As many as 12 migrant returnees who came back to the district from Kerala, pitched a tent in a paddy field and quarantined themselves for a couple of days before moving onto a school building and eventually their homes, on discovering the lack of a quarantine facility in their local village hospital or gram panchayat in Kalahandi. Many households from western Odisha, such as those in Kalahandi district, migrate during years of drought in search of alternative livelihood opportunities.

In Meghalaya, where illegal subsurface rat-hole mining still continues despite a ban imposed by the National Green Tribunal in 2014, Shillong-based human-rights defender Hasina Kharbhih is campaigning to press for diverting Rs. 800 crores that are supposed to be collected from mine owners to a COVID-19 fund to help the labourers in the state, including the migrant workers in the mines. “We are exploring options to impress upon the government that the Rs 800 crores, that is supposed to be collected from mine owners as per a National Green Tribunal ruling, should be put to use to dealing with the pandemic, including the labour aspect,” Kharbhih founder of  Impulse NGO Network, told Mongabay-India.

The rat-hole-mines grabbed global headlines in December 2018 when at least 15 workers were killed following a flooding incident inside an illegal mine in Meghalaya’s East Jaintia Hills. In India, coal mines have claimed over 200 workers between 2015 and 2017. But economic conditions drive many to continue risking lives as coal miners.

Kharbhih and her team have been addressing the issue of human trafficking and child labour in the rat-hole coal mines of the Jaintia Hills district in Meghalaya, for over a decade, said that labourers from Indian states of Uttar Pradesh, Bihar, Assam and neighbouring country Nepal are employed in the illegal mines. “There are migrant populations, including children, who are still there but they are not in those numbers that we saw earlier.
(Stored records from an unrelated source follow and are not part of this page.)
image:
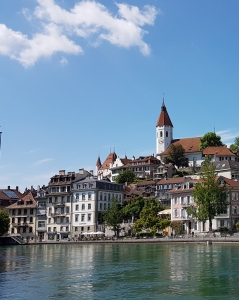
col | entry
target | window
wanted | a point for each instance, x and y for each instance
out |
(234, 210)
(234, 196)
(41, 224)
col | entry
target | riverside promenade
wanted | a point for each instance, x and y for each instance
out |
(167, 240)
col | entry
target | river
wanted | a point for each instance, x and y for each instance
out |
(119, 271)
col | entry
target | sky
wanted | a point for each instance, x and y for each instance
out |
(79, 79)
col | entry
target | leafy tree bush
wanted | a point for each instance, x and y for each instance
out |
(210, 139)
(114, 216)
(210, 195)
(177, 227)
(176, 156)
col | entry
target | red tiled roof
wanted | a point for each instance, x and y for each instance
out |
(110, 159)
(189, 145)
(218, 151)
(164, 118)
(172, 180)
(21, 203)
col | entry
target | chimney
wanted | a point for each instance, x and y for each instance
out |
(81, 171)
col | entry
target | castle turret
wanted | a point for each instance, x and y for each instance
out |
(164, 130)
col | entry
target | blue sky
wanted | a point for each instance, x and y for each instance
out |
(81, 78)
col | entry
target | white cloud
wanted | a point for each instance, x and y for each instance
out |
(42, 161)
(87, 18)
(63, 61)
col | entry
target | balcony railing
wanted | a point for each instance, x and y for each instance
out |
(58, 204)
(58, 214)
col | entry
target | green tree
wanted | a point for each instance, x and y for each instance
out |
(4, 222)
(210, 139)
(235, 145)
(177, 227)
(149, 219)
(176, 156)
(114, 216)
(210, 195)
(125, 176)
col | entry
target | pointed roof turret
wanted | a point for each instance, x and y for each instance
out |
(164, 118)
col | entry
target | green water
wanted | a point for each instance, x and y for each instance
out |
(119, 271)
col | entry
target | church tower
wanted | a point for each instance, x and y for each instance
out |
(164, 130)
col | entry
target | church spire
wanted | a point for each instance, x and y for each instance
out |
(164, 118)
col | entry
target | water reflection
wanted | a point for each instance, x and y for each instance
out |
(115, 271)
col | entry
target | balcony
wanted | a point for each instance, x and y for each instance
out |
(187, 204)
(20, 224)
(58, 204)
(58, 214)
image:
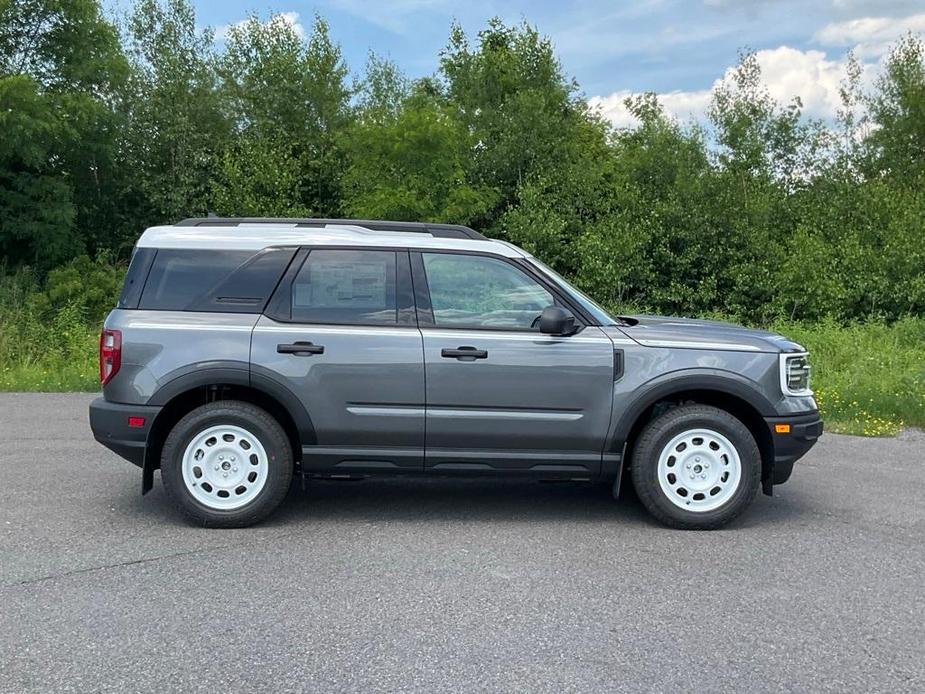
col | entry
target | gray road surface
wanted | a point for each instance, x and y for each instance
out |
(434, 585)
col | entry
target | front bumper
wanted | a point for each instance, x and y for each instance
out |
(805, 430)
(109, 423)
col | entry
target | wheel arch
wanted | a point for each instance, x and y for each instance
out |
(724, 390)
(188, 391)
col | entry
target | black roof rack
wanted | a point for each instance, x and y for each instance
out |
(451, 231)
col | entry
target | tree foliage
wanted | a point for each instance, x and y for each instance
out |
(759, 212)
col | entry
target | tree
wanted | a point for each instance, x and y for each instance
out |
(897, 110)
(411, 165)
(176, 127)
(288, 100)
(61, 68)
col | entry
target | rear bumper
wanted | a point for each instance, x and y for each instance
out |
(805, 430)
(109, 423)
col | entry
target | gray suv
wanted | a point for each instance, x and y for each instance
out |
(244, 352)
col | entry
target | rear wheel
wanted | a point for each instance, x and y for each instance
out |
(696, 467)
(227, 464)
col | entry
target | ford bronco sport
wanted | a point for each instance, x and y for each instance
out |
(246, 351)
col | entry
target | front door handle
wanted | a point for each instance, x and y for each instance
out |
(464, 353)
(300, 349)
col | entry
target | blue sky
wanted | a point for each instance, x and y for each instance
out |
(674, 47)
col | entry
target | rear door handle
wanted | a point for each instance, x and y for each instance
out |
(464, 353)
(300, 349)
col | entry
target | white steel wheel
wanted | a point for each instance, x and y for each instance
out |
(699, 470)
(224, 467)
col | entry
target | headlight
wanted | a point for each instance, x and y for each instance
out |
(794, 374)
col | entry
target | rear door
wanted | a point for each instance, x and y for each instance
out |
(500, 395)
(340, 333)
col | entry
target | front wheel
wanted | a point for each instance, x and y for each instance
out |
(696, 467)
(227, 464)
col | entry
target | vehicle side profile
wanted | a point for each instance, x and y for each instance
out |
(246, 351)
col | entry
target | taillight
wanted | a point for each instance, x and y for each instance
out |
(110, 354)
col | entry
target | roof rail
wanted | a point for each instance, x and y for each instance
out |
(452, 231)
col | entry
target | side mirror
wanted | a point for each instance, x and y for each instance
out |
(555, 320)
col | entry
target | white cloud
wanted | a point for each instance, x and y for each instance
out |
(869, 36)
(290, 19)
(397, 16)
(684, 105)
(786, 72)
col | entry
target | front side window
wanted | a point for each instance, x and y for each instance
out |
(481, 292)
(346, 287)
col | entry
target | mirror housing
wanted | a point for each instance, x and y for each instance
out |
(555, 320)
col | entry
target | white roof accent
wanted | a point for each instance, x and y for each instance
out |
(255, 237)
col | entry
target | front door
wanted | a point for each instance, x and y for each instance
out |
(341, 335)
(501, 396)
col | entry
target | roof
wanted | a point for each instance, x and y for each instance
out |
(454, 231)
(255, 235)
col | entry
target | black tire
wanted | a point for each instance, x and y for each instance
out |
(659, 432)
(257, 422)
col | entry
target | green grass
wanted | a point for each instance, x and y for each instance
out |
(869, 378)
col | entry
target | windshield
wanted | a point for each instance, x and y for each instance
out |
(600, 315)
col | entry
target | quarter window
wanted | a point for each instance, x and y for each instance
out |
(482, 292)
(346, 287)
(179, 277)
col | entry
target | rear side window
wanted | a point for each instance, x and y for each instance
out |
(346, 287)
(135, 277)
(180, 278)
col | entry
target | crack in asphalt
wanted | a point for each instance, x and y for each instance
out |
(143, 560)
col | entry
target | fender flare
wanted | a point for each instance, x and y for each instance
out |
(663, 386)
(232, 373)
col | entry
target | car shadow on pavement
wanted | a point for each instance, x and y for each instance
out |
(458, 499)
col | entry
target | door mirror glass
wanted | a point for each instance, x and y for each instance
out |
(555, 320)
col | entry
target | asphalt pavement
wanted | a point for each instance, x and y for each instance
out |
(453, 585)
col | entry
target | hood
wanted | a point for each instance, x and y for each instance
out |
(689, 333)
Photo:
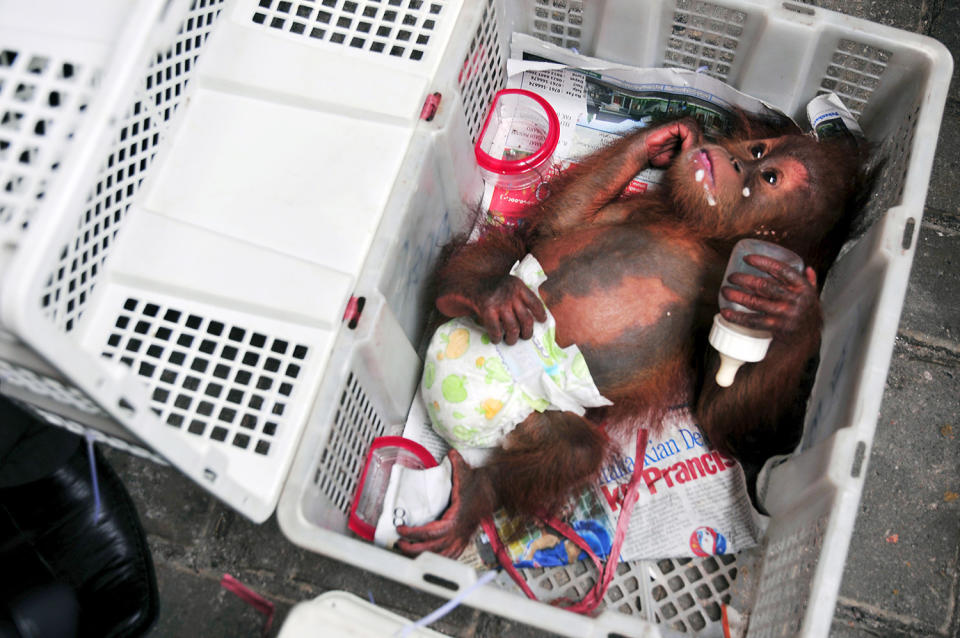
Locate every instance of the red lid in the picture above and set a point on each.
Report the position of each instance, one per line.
(362, 528)
(513, 167)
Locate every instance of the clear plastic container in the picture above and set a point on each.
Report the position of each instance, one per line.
(516, 144)
(385, 452)
(738, 344)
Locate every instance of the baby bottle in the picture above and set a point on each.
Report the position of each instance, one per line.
(737, 344)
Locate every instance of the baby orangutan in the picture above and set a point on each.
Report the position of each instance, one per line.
(633, 282)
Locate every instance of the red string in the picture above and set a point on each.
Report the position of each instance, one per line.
(250, 597)
(607, 571)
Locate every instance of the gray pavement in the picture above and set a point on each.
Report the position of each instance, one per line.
(901, 576)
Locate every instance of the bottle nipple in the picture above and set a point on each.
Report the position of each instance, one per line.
(728, 370)
(736, 345)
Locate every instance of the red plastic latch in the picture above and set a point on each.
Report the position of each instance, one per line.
(430, 106)
(353, 311)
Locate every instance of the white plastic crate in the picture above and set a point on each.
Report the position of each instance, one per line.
(299, 175)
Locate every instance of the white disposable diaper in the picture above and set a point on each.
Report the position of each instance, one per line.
(476, 391)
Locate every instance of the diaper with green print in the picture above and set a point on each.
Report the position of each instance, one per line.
(476, 391)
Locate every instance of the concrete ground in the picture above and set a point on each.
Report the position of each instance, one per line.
(901, 577)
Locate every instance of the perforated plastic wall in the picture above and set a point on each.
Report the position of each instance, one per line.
(399, 28)
(484, 70)
(705, 37)
(355, 426)
(42, 100)
(69, 286)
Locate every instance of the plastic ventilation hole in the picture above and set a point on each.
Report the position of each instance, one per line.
(398, 28)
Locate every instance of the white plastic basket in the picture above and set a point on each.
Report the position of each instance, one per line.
(302, 174)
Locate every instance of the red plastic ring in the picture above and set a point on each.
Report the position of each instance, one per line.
(513, 167)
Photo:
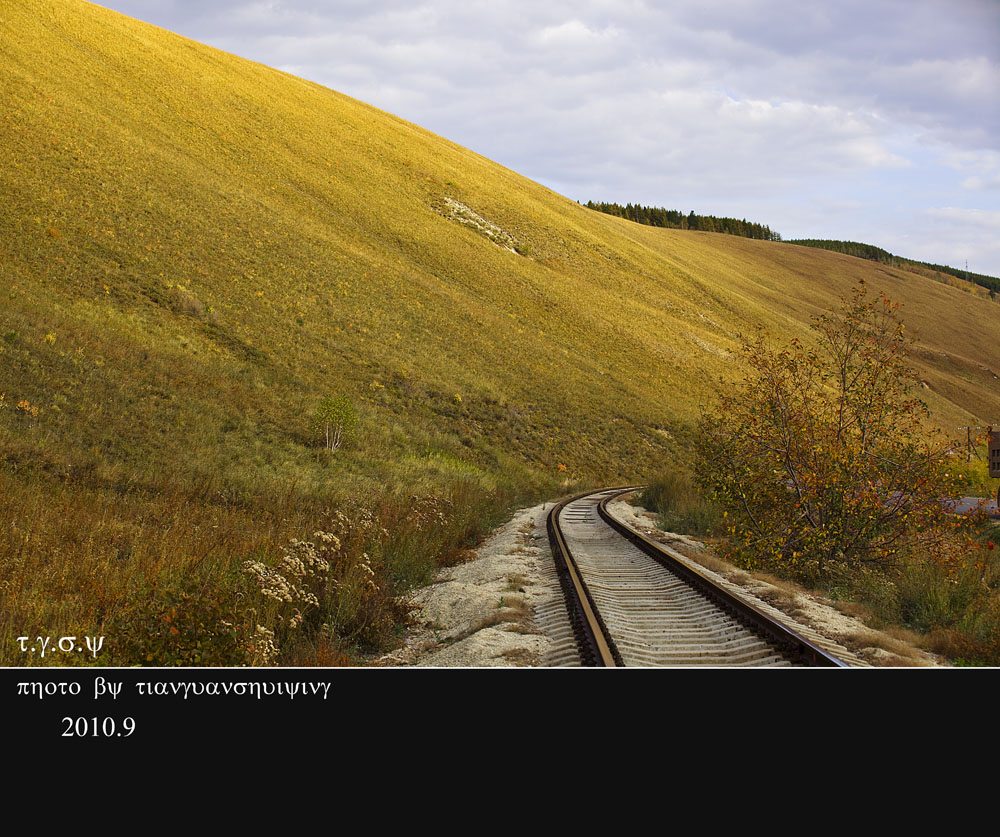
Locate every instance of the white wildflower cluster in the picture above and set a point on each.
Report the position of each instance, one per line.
(270, 581)
(261, 649)
(302, 570)
(429, 511)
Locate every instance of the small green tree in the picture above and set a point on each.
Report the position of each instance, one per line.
(821, 457)
(334, 421)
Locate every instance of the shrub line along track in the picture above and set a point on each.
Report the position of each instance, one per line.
(631, 602)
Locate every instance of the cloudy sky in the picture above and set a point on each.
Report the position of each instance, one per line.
(865, 120)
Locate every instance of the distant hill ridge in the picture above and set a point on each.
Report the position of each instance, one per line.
(877, 254)
(655, 216)
(672, 219)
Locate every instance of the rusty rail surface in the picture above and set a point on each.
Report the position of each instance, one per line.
(596, 644)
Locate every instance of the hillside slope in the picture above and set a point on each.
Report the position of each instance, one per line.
(196, 249)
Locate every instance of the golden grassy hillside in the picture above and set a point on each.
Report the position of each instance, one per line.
(196, 249)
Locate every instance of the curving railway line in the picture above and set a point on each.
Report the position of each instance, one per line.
(632, 603)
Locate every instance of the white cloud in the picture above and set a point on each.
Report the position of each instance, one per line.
(894, 104)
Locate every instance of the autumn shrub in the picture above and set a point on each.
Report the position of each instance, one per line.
(821, 457)
(676, 496)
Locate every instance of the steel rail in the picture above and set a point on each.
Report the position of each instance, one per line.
(593, 640)
(788, 642)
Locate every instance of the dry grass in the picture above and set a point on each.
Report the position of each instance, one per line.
(198, 249)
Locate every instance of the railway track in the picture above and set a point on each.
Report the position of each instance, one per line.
(632, 603)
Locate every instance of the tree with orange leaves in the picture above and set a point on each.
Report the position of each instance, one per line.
(821, 456)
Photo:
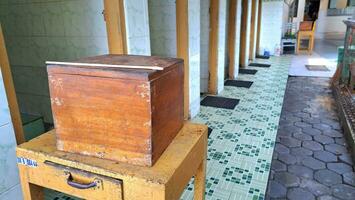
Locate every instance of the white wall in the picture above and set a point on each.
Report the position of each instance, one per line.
(285, 18)
(253, 54)
(247, 45)
(137, 27)
(41, 30)
(204, 44)
(9, 179)
(194, 56)
(271, 25)
(162, 24)
(237, 38)
(329, 26)
(222, 23)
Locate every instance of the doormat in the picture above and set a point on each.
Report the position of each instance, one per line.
(235, 83)
(262, 57)
(248, 71)
(259, 65)
(220, 102)
(209, 131)
(317, 68)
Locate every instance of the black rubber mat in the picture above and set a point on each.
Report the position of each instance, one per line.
(220, 102)
(235, 83)
(248, 71)
(262, 57)
(209, 131)
(259, 65)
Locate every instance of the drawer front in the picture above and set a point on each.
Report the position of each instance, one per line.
(75, 182)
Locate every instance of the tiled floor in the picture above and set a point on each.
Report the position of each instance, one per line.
(311, 159)
(241, 144)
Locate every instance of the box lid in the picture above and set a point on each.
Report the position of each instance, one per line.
(116, 66)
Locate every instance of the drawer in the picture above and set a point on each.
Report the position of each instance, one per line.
(75, 182)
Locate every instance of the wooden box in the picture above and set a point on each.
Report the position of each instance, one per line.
(122, 108)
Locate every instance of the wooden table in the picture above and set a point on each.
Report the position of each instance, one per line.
(42, 165)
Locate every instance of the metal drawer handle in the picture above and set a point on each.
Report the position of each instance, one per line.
(71, 182)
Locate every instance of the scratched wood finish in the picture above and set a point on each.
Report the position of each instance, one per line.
(166, 180)
(119, 114)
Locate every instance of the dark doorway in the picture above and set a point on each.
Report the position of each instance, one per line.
(311, 10)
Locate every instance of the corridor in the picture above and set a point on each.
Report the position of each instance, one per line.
(311, 159)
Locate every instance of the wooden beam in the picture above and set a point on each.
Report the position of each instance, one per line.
(243, 34)
(253, 29)
(115, 26)
(182, 44)
(10, 91)
(258, 27)
(231, 37)
(213, 48)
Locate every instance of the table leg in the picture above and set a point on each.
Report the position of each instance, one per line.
(29, 191)
(200, 177)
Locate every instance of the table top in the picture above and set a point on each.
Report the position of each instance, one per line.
(187, 146)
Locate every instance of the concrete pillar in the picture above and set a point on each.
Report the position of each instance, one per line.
(163, 40)
(245, 33)
(137, 27)
(253, 29)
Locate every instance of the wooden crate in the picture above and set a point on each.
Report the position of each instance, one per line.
(123, 108)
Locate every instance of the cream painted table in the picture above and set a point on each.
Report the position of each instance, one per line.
(42, 165)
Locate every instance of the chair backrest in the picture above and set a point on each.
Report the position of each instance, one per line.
(307, 26)
(314, 26)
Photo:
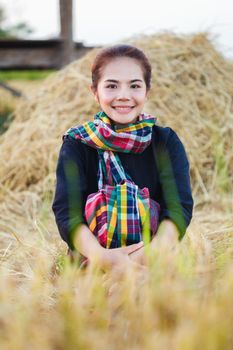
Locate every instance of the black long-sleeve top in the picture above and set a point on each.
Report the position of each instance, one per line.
(163, 167)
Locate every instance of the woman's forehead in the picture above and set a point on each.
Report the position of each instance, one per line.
(124, 67)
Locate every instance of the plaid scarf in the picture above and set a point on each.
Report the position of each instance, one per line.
(123, 210)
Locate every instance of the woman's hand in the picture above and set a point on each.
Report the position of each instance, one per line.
(118, 259)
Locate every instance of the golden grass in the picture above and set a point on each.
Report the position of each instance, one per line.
(186, 302)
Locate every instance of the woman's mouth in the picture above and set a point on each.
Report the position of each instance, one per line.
(123, 109)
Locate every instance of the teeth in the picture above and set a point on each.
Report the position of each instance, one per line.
(123, 107)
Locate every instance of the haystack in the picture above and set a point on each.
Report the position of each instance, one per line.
(192, 92)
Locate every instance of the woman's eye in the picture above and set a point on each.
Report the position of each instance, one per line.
(111, 86)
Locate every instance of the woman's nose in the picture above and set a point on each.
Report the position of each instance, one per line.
(123, 94)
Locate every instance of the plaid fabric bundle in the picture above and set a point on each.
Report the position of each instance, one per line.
(119, 212)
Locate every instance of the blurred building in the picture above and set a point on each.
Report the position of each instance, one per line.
(44, 54)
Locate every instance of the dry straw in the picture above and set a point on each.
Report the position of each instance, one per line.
(187, 302)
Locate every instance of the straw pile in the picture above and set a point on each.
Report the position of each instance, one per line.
(192, 93)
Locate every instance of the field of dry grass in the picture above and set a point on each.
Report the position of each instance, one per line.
(185, 299)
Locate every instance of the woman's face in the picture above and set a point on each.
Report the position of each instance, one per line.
(121, 90)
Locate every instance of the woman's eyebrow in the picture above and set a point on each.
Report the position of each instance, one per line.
(117, 81)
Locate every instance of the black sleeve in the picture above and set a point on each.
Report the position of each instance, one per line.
(68, 204)
(173, 166)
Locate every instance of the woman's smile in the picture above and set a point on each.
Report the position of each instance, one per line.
(121, 91)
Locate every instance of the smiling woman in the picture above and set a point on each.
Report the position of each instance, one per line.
(121, 99)
(121, 179)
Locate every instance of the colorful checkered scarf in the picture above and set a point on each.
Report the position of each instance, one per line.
(118, 213)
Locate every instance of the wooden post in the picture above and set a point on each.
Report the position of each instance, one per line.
(66, 34)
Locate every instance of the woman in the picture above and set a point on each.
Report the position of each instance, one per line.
(113, 171)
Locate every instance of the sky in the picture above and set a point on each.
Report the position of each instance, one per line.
(105, 22)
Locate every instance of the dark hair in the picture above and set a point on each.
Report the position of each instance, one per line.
(111, 52)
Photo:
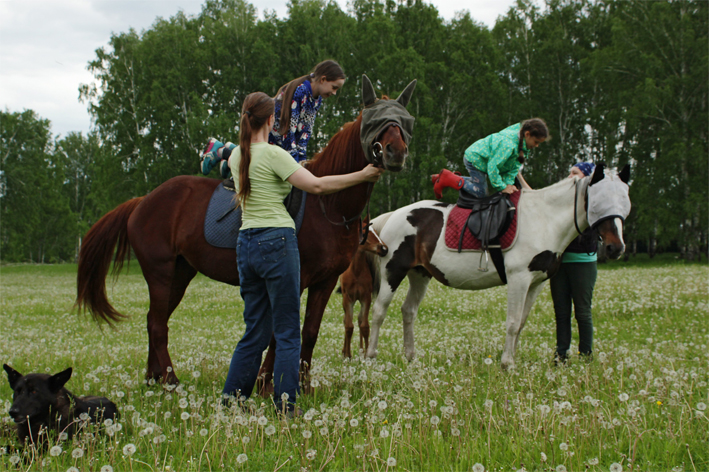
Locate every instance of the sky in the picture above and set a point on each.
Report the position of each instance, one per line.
(46, 45)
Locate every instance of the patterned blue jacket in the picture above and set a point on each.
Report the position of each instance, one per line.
(304, 109)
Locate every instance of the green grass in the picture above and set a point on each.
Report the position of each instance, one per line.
(450, 409)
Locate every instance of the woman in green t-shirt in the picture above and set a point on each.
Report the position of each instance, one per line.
(267, 251)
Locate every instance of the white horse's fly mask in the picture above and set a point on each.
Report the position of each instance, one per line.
(608, 198)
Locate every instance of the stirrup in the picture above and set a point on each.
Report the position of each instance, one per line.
(480, 264)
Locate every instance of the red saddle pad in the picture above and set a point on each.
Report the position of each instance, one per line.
(459, 216)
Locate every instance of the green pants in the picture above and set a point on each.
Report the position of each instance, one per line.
(573, 283)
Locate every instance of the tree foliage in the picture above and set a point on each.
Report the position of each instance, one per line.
(617, 81)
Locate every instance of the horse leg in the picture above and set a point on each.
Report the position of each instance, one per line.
(348, 306)
(318, 296)
(528, 303)
(166, 292)
(517, 290)
(363, 321)
(418, 283)
(381, 305)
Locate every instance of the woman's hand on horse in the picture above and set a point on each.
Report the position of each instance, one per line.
(304, 180)
(509, 190)
(371, 173)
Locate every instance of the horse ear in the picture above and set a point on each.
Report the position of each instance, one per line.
(12, 375)
(369, 96)
(405, 96)
(625, 174)
(598, 173)
(57, 381)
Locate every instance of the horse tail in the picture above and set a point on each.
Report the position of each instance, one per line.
(109, 233)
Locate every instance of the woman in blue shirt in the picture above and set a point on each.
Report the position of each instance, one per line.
(294, 123)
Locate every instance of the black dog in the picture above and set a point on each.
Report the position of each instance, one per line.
(41, 401)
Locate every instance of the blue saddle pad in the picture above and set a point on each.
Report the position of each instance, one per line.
(223, 219)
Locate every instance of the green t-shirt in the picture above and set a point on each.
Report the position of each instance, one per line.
(269, 169)
(496, 156)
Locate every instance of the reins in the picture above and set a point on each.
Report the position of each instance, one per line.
(377, 152)
(576, 194)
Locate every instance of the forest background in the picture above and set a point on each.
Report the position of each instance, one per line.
(617, 81)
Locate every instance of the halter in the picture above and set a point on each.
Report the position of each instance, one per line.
(378, 154)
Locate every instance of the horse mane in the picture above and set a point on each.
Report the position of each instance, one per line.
(341, 152)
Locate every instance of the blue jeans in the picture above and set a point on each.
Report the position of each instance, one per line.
(573, 282)
(476, 184)
(269, 274)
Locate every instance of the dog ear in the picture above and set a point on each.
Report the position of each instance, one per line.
(12, 375)
(625, 174)
(598, 173)
(57, 381)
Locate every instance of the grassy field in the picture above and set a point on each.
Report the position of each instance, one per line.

We are not having the mass exodus that we have seen around the country but it’s not that they are in great shape,” she said.

At one point before the 2014 NGT order, a staggering 70,000 children were working in the mines, either digging for coal or loading thousands of trucks bound for the energy-hungry industrial sector across India and into neighbouring Bangladesh.

Saji Philip of International Justice Mission, Kolkata, cautioned that perpetrators of bonded labour may lie dormant in this season and think of strategies.

“The economic crisis due to COVID-19 is going to make many families vulnerable. The civil society should take every step to support law enforcement to contain the sinister schemes of the people behind any form of crime,” said Philip.

“Only recently, our team in Telangana rescued bonded labourers from Bihar. We have become more vigilant because those who commit such crimes are viewing this as the right time to pull off their schemes under the radar. They are constantly monitoring the vulnerable to identify easy prey for both bonded labour and sex trafficking,” said Philip.

“As the cityscape of Indian metropolises changes with lockdown, narrow lanes look broad, birds return to the trees with pollution level hitting its new low and environmentalists celebrating it as ideal, migrant labour in an irony of history rushes back home with whatever they have, loaded on their heads and shoulders. It is important that we learn the lesson before it is too late,” added Samir Das of Calcutta Research Group, which works extensively on migration-related issues.